Fannie Mae and Freddie Mac issued proposals Monday to create pilot programs for loans on mobile homes, part of an ambitious federal effort to find creative solutions for underserved and rural housing markets.

The plans would allow the government-sponsored enterprises for the first time in a decade to support manufactured home loans, also known as chattel loans because they are not backed by real estate. Roughly 70% of mobile homes are financed with chattel loans, but the market is illiquid, making it tough for many rural owners to obtain financing or to refinance.

Both Fannie and Freddie are planning to reach out to community and regional banks to develop ideas for reaching underserved markets in Appalachia and the lower Mississippi Delta as part of their programs.

"The industry has been very vocal about looking for ways to reintroduce the GSEs into the manufactured housing space," Mike Hernandez, a vice president of affordable housing at Fannie Mae, said in an interview.

FHFA Director Mel Watt.
“I strongly encourage stakeholders to submit feedback on Fannie Mae and Freddie Mac’s proposed duty to serve underserved markets plans,” FHFA Director Mel Watt says. Bloomberg News

The proposals, which are open for public comment until July 10, are part of a sweeping effort to serve three specific markets: manufactured housing, affordable housing preservation and rural housing.

“I strongly encourage stakeholders to submit feedback on Fannie Mae and Freddie Mac’s proposed duty to serve underserved markets plans,” Mel Watt, director of the Federal Housing Finance Agency, said in a press release. “FHFA will evaluate stakeholder input as part of our review process to ensure that the plans help the enterprises meet their statutory obligations in a safe and sound manner.”

The FHFA, which oversees Fannie and Freddie, issued a final rule in December that would give credit and grade the GSEs for certain activities that expand the secondary market in those three areas. The plans are mandated by the "duty to serve" provisions of the Housing and Economic Recovery Act of 2008.

But expanding the secondary market for loans backing mobile homes is controversial. The Independent Community Bankers of America have argued that underwriting and securitizing loans on mobile homes is risky and that private mortgage insurers should be part of the solution.

Fannie's 239-page proposal calls for purchasing an additional 2,540 to 3,450 loans that would add an estimated $305 million to $425 million in liquidity to the manufactured housing market.

Fannie is seeking to reach roughly 25 lenders a year and is considering relaxing certain underwriting guidelines and issuing variances to select lenders. By the third year, Fannie would potentially be purchasing between 10,000 and 10,500 loans, which it acknowledged was "an ambitious outcome" given that higher interest rates could present challenges for loan volume.

"The real opportunity is for us to test and learn, look at some of these markets, and with new data and information we can approach things differently," Hernandez said. "A lot of times underserved means these markets have not been studied enough, and these are underserved markets for a reason, because this is a tough, tough, challenging business."

The GSE proposed three-year plans for serving each of the three market areas.

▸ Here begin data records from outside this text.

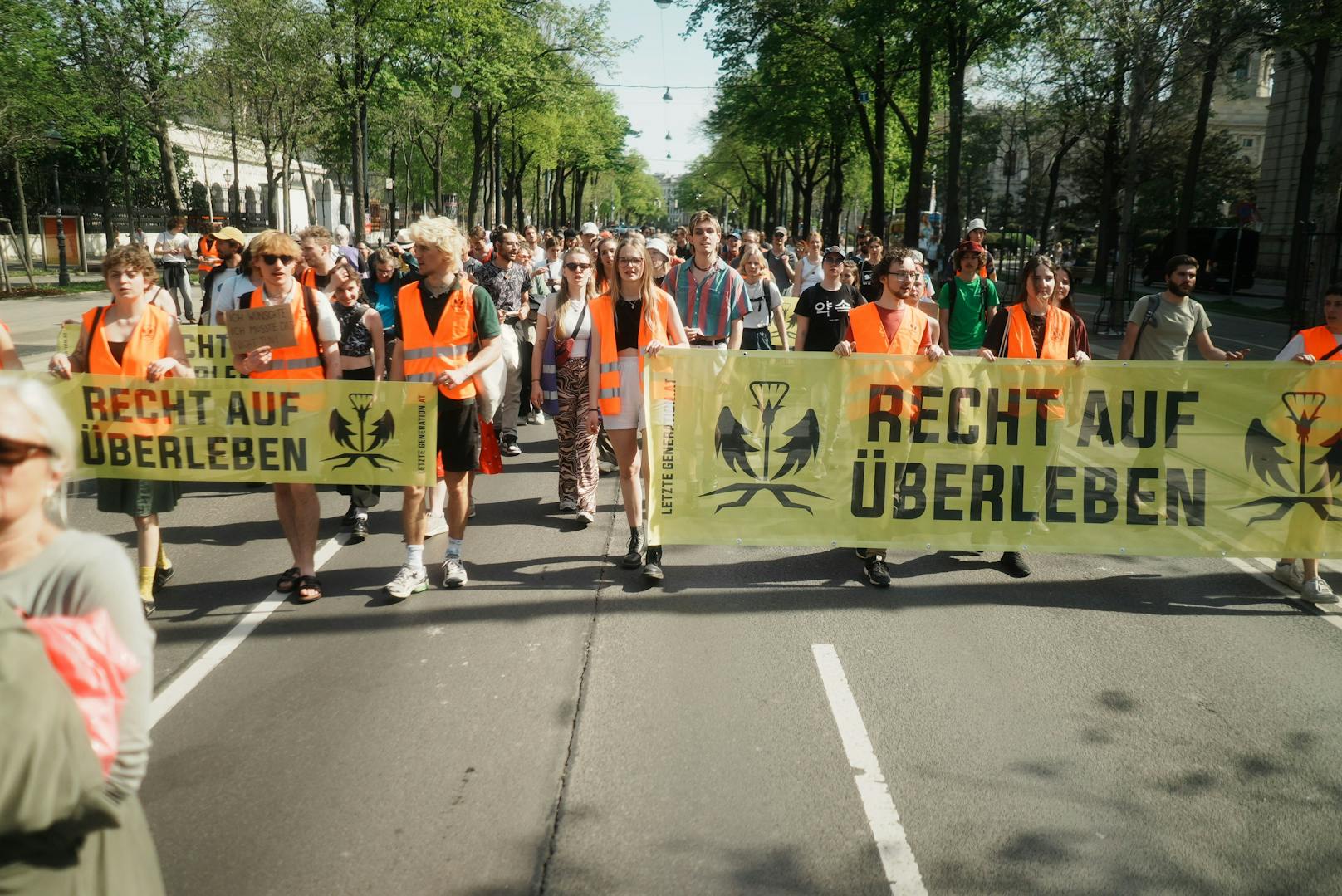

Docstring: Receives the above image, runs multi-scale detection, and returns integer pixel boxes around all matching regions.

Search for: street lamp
[224,168,238,227]
[47,130,70,286]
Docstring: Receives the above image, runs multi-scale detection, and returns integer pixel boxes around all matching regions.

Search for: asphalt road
[10,288,1342,896]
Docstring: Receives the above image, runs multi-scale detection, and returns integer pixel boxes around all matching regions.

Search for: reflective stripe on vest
[242,283,326,379]
[1300,327,1342,364]
[396,281,477,399]
[1005,301,1072,361]
[1006,301,1072,420]
[588,290,671,417]
[83,305,172,436]
[848,301,928,354]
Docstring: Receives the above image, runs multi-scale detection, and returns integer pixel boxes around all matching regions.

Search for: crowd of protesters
[0,205,1342,894]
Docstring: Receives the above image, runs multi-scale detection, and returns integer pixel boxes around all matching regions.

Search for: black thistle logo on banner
[323,392,400,469]
[699,379,828,514]
[1236,392,1342,526]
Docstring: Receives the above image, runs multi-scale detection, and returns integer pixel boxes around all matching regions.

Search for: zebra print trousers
[554,358,599,514]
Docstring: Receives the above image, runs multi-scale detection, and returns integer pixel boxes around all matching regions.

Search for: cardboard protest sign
[224,305,298,354]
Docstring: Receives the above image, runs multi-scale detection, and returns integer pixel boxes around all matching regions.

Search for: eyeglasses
[0,438,52,467]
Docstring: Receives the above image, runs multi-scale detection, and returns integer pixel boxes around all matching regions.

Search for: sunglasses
[0,438,52,467]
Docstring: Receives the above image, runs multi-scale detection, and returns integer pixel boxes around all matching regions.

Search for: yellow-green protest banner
[56,323,240,379]
[26,375,438,486]
[644,349,1342,558]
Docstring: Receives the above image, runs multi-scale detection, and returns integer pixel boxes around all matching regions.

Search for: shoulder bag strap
[1133,295,1161,360]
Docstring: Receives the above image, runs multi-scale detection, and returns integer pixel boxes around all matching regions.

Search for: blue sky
[566,0,718,174]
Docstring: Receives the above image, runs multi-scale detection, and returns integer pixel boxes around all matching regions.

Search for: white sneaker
[1272,563,1305,591]
[386,566,429,601]
[1300,578,1338,604]
[443,556,471,587]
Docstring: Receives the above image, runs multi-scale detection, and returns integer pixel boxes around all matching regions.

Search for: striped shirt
[667,257,750,340]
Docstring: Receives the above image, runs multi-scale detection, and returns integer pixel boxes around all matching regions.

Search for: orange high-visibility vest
[588,287,671,417]
[242,283,326,379]
[1300,327,1342,364]
[848,301,928,354]
[1002,301,1072,420]
[1004,301,1072,361]
[396,279,477,399]
[83,303,172,436]
[196,233,223,274]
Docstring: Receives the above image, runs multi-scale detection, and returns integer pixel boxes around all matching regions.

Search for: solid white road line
[149,532,349,728]
[811,644,928,896]
[1225,556,1342,629]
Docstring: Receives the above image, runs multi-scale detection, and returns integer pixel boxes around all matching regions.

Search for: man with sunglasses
[667,211,750,349]
[233,231,340,604]
[470,229,531,458]
[835,247,945,587]
[1118,255,1248,361]
[793,246,867,351]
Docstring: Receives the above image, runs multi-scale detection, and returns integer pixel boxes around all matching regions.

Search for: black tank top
[331,301,373,358]
[615,299,643,351]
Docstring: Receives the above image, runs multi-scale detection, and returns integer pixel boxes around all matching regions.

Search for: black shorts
[438,392,481,473]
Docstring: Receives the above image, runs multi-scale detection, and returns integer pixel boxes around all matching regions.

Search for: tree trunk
[466,109,486,227]
[941,24,969,265]
[383,140,400,236]
[788,161,801,236]
[13,155,37,290]
[1286,37,1333,333]
[1174,32,1235,254]
[228,76,242,228]
[573,168,588,222]
[349,115,368,247]
[261,135,277,229]
[1109,59,1146,306]
[98,137,115,252]
[294,152,320,225]
[1091,54,1127,287]
[279,146,294,233]
[1039,137,1079,246]
[904,40,934,247]
[149,117,187,218]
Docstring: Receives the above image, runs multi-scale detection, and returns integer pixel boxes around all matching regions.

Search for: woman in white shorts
[586,233,690,582]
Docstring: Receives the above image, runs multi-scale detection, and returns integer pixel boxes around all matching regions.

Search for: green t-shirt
[937,274,1000,351]
[1127,292,1212,361]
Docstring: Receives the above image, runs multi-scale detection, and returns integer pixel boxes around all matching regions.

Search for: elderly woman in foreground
[0,379,164,896]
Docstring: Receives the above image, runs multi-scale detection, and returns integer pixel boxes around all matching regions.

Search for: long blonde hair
[551,246,596,340]
[610,232,663,339]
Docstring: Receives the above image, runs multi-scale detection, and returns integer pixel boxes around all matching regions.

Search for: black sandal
[275,566,299,595]
[294,575,322,604]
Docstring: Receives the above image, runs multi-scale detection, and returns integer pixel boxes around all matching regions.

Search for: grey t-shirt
[1127,292,1212,361]
[0,530,154,794]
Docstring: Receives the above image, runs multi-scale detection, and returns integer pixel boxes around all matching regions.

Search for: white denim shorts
[605,357,645,429]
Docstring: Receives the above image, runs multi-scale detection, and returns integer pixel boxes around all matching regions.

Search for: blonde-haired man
[386,218,502,600]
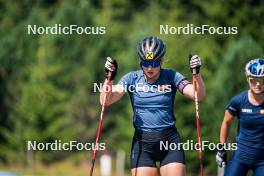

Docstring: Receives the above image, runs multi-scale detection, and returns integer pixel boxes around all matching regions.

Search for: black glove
[215,144,227,167]
[189,54,202,75]
[104,57,118,80]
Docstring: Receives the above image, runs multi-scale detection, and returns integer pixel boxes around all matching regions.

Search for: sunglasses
[140,60,161,68]
[248,78,264,85]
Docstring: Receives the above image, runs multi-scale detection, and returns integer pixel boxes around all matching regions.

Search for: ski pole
[189,54,203,176]
[90,69,112,176]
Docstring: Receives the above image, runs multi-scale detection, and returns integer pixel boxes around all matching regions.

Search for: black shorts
[130,127,185,169]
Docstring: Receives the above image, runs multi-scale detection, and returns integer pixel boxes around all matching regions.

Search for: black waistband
[134,126,178,142]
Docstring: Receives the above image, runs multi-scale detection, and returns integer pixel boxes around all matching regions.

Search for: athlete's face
[247,77,264,94]
[142,65,160,79]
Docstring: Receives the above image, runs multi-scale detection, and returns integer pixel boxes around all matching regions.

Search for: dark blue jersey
[118,69,189,131]
[226,91,264,164]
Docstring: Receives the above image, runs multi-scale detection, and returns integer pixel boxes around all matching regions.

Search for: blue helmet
[246,58,264,77]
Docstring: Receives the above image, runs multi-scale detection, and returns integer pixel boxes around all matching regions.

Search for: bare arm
[183,74,206,101]
[100,80,125,106]
[220,110,234,144]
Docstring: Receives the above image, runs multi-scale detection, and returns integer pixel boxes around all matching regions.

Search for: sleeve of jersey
[117,72,132,90]
[226,97,239,116]
[174,72,190,93]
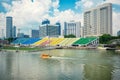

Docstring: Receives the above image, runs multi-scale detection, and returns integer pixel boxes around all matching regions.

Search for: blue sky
[0,0,120,34]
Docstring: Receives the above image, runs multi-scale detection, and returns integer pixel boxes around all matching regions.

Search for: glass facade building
[64,21,82,37]
[84,3,112,36]
[31,30,39,38]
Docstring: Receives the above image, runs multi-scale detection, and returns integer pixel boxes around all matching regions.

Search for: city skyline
[0,0,120,36]
[84,3,113,36]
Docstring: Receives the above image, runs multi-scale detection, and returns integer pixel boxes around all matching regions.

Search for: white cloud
[0,0,120,37]
[83,0,94,8]
[0,0,51,35]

The plans must receive a "nonobjection" from the FHFA, which will rate the annual performance of the plans.

Fannie also plans to engage five single-family and multifamily lenders to identify challenges and potential solutions to "creating a chattel secondary market." It plans to participate in two industry conferences, one manufactured housing home show and two regional conferences serving different geographic areas.

Freddie's 109-page plan also calls for a chattel loan pilot program with a focus on homebuyer education. Freddie expects to develop guidelines by year two of the pilot program.

Freddie also is focusing on supporting so-called resident-owned communities, which are created when investor-owned manufactured home communities are bought by their residents, which creates challenges for loan purchases.

On affordable housing, Fannie's proposal is focused on three areas: energy and water efficiency programs, shared equity programs and renovations of distressed properties. There were roughly 90,000 distressed properties nationwide at the end of 2016, with the majority in New York, New Jersey, Florida and Illinois, down from 467,000 distressed properties at the end of 2011.

Fannie also plans to conduct an analysis of the Section 8 to determine if it needs to change guidelines or increase loan purchases secured by properties with rental assistance.

Section 8 subsidies on 3,500 properties are set to expire in the next three years, and Fannie is looking to increase its volume of Section 8 loan purchases by 5% to 10% in each of the plan's last two years.

Fannie also plans to increase purchases of loans secured by low-income housing tax credit properties and to work with the USDA and others preserve Section 515 rural rental housing loans. It also will consider expanding its definition of multifamily affordable housing to support state and local efforts to preserve affordable housing for very low- and low-income families.